Bob Jones University Apologizes For Racial Failures


 

POSTED: 9:36 am EST November 21, 2008
UPDATED: 1:06 am EST November 22, 2008

 

Bob Jones University issued a statement Thursday apologizing for the school’s “failures” in policies toward race relations during its 81-year history. 

The Greenville, S.C., university did not admit black students until 1971. The school also maintained a prohibition on interracial dating between students until 2000. 

Bob Jones III, the grandson of the school’s founder and namesake, announced the lifting of the interracial dating ban in an interview on CNN’s Larry King program in March 2000, after the school had become a lightning rod during the South Carolina presidential primary campaign. 

Then-candidate George W. Bush gave a speech at the school during the contentious Republican campaign that year. Bush defeated Sen. John McCain in South Carolina, a key victory in his drive to the GOP nomination and the presidency. 

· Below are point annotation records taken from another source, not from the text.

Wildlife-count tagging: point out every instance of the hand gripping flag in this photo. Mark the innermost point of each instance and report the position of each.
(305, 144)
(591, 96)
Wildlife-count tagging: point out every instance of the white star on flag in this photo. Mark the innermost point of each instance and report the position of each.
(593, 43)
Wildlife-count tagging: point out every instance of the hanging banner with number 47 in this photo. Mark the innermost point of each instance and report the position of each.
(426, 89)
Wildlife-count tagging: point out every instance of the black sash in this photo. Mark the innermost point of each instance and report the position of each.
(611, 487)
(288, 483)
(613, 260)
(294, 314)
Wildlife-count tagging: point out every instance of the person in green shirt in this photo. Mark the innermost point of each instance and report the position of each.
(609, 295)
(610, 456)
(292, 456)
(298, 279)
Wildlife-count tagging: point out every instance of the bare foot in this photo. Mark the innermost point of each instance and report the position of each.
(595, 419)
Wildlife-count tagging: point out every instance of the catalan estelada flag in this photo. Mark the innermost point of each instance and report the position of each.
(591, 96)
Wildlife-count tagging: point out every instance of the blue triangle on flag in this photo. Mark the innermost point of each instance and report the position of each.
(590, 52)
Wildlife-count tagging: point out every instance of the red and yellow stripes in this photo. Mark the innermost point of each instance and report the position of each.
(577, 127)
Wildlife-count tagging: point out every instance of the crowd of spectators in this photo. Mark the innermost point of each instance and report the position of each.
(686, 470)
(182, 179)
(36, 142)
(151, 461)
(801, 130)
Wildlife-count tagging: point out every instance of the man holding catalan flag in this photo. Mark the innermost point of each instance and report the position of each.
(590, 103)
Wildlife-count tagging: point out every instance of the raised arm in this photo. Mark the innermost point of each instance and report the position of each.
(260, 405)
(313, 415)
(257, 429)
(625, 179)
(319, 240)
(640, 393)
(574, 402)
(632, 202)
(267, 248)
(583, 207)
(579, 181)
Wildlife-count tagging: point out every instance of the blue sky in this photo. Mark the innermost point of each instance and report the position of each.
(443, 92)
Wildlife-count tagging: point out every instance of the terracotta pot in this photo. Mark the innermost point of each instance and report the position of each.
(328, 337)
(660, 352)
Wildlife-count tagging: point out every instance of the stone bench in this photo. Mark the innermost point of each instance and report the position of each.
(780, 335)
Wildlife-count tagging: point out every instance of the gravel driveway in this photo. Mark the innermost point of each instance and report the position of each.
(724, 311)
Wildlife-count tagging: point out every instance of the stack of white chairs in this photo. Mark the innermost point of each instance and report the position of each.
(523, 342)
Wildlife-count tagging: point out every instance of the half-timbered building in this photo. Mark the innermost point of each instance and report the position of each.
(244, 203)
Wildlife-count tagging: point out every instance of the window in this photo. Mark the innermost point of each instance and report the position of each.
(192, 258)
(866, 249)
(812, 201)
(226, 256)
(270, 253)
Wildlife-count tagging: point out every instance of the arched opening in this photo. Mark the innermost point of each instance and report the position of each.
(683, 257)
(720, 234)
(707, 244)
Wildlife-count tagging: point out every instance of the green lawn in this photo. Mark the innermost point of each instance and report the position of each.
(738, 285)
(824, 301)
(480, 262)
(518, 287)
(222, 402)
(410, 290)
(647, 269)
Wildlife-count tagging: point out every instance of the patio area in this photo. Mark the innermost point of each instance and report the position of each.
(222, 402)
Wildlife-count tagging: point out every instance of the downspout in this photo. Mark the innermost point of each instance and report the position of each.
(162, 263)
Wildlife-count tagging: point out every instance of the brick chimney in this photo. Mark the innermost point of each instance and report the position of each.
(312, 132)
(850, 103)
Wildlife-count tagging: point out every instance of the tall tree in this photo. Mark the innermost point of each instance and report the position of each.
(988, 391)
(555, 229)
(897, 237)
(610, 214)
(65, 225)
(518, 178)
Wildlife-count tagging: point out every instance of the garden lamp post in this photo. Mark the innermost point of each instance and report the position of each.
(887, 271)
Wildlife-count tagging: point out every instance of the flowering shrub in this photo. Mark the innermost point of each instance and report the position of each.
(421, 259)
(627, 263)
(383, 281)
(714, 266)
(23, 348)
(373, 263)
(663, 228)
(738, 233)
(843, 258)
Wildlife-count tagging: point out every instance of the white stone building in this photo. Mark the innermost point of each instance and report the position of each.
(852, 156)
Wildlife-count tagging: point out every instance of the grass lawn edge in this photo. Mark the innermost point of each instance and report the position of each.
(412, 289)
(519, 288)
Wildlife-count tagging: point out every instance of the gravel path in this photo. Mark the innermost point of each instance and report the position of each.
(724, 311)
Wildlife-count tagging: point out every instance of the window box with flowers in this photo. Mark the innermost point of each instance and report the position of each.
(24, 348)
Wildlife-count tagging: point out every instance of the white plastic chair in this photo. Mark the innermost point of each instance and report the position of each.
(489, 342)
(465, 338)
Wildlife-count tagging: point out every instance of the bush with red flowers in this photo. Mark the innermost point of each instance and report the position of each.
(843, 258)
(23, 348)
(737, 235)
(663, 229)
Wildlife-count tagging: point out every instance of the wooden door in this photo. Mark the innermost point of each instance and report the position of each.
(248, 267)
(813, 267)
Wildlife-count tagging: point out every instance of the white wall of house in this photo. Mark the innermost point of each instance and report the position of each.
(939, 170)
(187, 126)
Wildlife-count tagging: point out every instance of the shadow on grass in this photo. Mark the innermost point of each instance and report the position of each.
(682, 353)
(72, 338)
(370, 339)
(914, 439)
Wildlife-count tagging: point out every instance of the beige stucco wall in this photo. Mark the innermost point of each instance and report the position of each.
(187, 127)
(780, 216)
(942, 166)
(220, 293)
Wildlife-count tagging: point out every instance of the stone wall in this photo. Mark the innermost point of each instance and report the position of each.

Thursday, the school issued the statement on its Web site. 

“Like any human institution, we have failures as well. For almost two centuries American Christianity, including BJU in its early stages, was characterized by the segregationist ethos of American culture. Consequently, for far too long, we allowed institutional policies regarding race to be shaped more directly by that ethos than by the principles and precepts of the Scriptures. We conformed to the culture rather than provide a clear Christian counterpoint to it. In so doing, we failed to accurately represent the Lord and to fulfill the commandment to love others as ourselves. For these failures we are profoundly sorry.” 

A group of approximately 500 people, at least 450 of them BJU alumni, had asked the school’s board to make a statement of “regret and reconciliation” from the current administration and board about the school’s past policies on race. 

The effort, called “Please Reconcile,” had been conducted with little fanfare and the group’s Web site states that it was not “an independent source of information to be used as a critical tool against Bob Jones University.” 

The university’s online statement stressed the school’s history as “a private Christian institution of higher learning for the purpose of helping young men and women cultivate a biblical worldview, represent Christ and His Gospel to others, and glorify God in every dimension of life.” 

It also acknowledged that the school “allowed institutional policies to remain in place that were racially hurtful.” 

“Please Reconcile” spokesman Tim Tsuei said that he and other group members “rejoice with the university in their statement.” 

While the group’s message to the school’s leadership was not offically acknowledged, Tsuei said he believes it did have an impact. 

“We have no way of knowing for sure, but we believe strongly that the timing of their statement shows that the grass-roots alumni effort was noticed and appreciated,” Tsuei told WYFF News 4 . “We know that others in the past have written personal letters, and even recently had conversations behind the scenes. We believe that … perhaps the largest single group of alumni to speak together in one voice on this topic, had to have an effect. 

In the 2000 CNN interview with Larry King, Bob Jones III said that BJU was wrong in not admitting African-American students before 1971. 

Jones was succeeded as president of the University in 2005 by his son, Stephen Jones, passing leadership of the school to a fourth generation of the founding family. 

Stephen Jones is currently serving as the school’s president. 

The school was founded in Florida in 1927 by Bob Jones Sr. The school moved to Tennessee in the 1930s and then to its current campus on Wade Hampton Boulevard in Greenville in 1947. 

BJU currently has about 5,000 students.